In a sulfoxide, the oxygen contributes unpaired p electrons to a d orbital of the sulfur, called d_π–p_π bonding (or d–π) bonding [4]. Two resonance structures can be used to describe the sulfoxide bond: R¹(R²)SO ↔ R¹(R²)S⁺O⁻. For sulfinyl dilactones with a sulfoxide in a five-membered ring, the pyramidal inversion barrier has been calculated to be >130 kcal mol⁻¹ [5], [6], [7], [8], and therefore stable, separable stereoisomers should be obtained under ambient conditions. N-protected aminoalkyl sulfinyl dilactones containing two undetermined asymmetric centers could form four possible diastereomers. To eliminate confusion, the S or R stereochemical descriptors can be labeled using subscript C for carbon or S for sulfur, so that the four diastereomers can be represented as S_CR_CR_S, S_CR_CS_S, S_CS_CR_S or S_CS_CS_S (see Fig. 1), with the middle descriptor referring to the ring carbon, and the initial descriptor referring to the acyclic carbon, which is always S based on the starting materials and synthetic route.

Experimentally, we obtained two stereometrically purified sulfinyl dilactones, compounds 1 and 2, from HPLC separation [3]. Our goal in this paper was to determine the absolute configuration (AC) of these two compounds. There were two difficulties: first, the needle-like crystals of the sulfinyl dilactones were too slim to be used for X-ray diffraction; second, there were no literature precedents to be used as reference for assigning the AC for a pyramidal sulfoxide in a five-membered ring. Therefore, ab initio calculations of chiro-optical and spectroscopic features were used to assist in the AC assignment.

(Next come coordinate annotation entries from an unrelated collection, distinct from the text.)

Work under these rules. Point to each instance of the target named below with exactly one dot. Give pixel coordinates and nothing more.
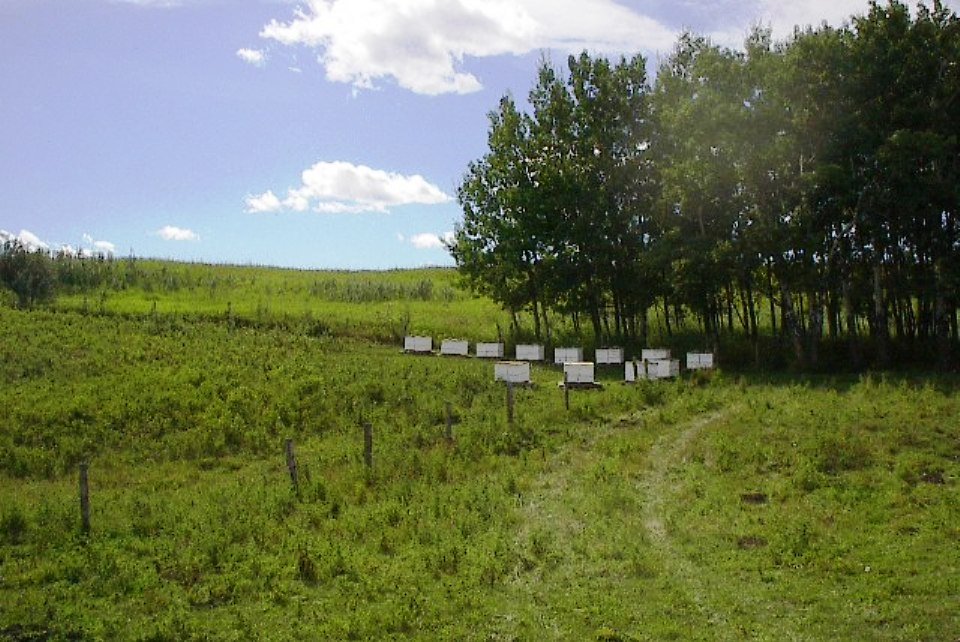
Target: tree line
(804, 189)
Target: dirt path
(665, 456)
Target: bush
(29, 275)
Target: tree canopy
(817, 176)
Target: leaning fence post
(449, 408)
(292, 466)
(368, 445)
(84, 500)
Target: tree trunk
(790, 326)
(880, 318)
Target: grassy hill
(724, 506)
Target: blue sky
(321, 134)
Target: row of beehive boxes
(656, 364)
(536, 352)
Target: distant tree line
(807, 188)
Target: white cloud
(172, 233)
(266, 202)
(422, 44)
(104, 248)
(255, 57)
(343, 188)
(429, 241)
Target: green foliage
(655, 511)
(29, 275)
(816, 177)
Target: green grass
(712, 507)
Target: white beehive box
(529, 352)
(609, 356)
(567, 355)
(663, 368)
(418, 344)
(578, 372)
(490, 350)
(699, 360)
(512, 371)
(455, 347)
(654, 354)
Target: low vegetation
(715, 506)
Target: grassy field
(721, 506)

Density functional theory (DFT) has been extensively exploited to calculate chiro-optical properties such as optical rotation (OR) [9], [10], [11], [12], [13] and circular dichroism (CD) [14], and increasingly, consistency has been obtained between theoretical and experimental results [10]. So we used DFT to calculate OR at the sodium D line wavelength and then compared with experimental results. A medium-sized basis set was used to balance accuracy and computational cost. Before the ab initio calculations, the conformational space was investigated for these flexible diastereomers, in order to be able to include as many as possible of the stable conformations which contribute to the overall chiro-optical and spectroscopic features.

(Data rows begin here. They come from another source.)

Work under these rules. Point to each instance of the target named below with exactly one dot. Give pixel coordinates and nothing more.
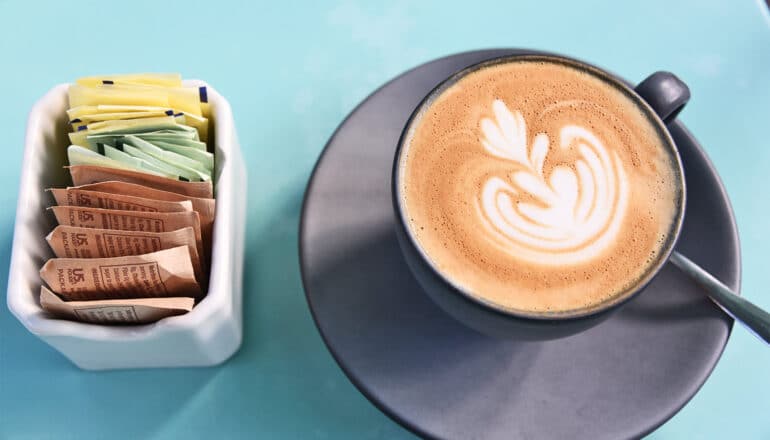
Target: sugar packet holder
(207, 335)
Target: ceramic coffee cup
(660, 97)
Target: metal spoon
(741, 309)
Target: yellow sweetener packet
(85, 114)
(152, 79)
(186, 99)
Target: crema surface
(539, 187)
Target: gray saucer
(621, 379)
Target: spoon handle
(741, 309)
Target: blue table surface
(292, 71)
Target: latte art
(577, 209)
(539, 186)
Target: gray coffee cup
(661, 96)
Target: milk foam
(539, 186)
(577, 209)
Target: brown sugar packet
(129, 220)
(115, 311)
(85, 174)
(75, 242)
(158, 274)
(123, 202)
(206, 208)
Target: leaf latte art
(567, 215)
(539, 186)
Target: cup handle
(665, 93)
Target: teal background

For spectroscopic features, the nuclear magnetic shielding constant at or close to the center of an anisotropic group can be employed to determine quantitatively the stereochemistry of potentially proximal nuclei [15]. A number of such applications have been published [16], [17], [18]. In the sulfinyl dilactone molecule, the introduction of the sulfoxide and amide groups into the molecular framework can cause anisotropy on nearby protons [19], and such anisotropic effects can be seen through comparison of the ¹H NMR spectra of compounds 1 and 2. Therefore, we further calculated the proton chemical shifts of the four diastereomers and compared them with the experimental ¹H NMR spectra to help specify the absolute configurations of 1 and 2.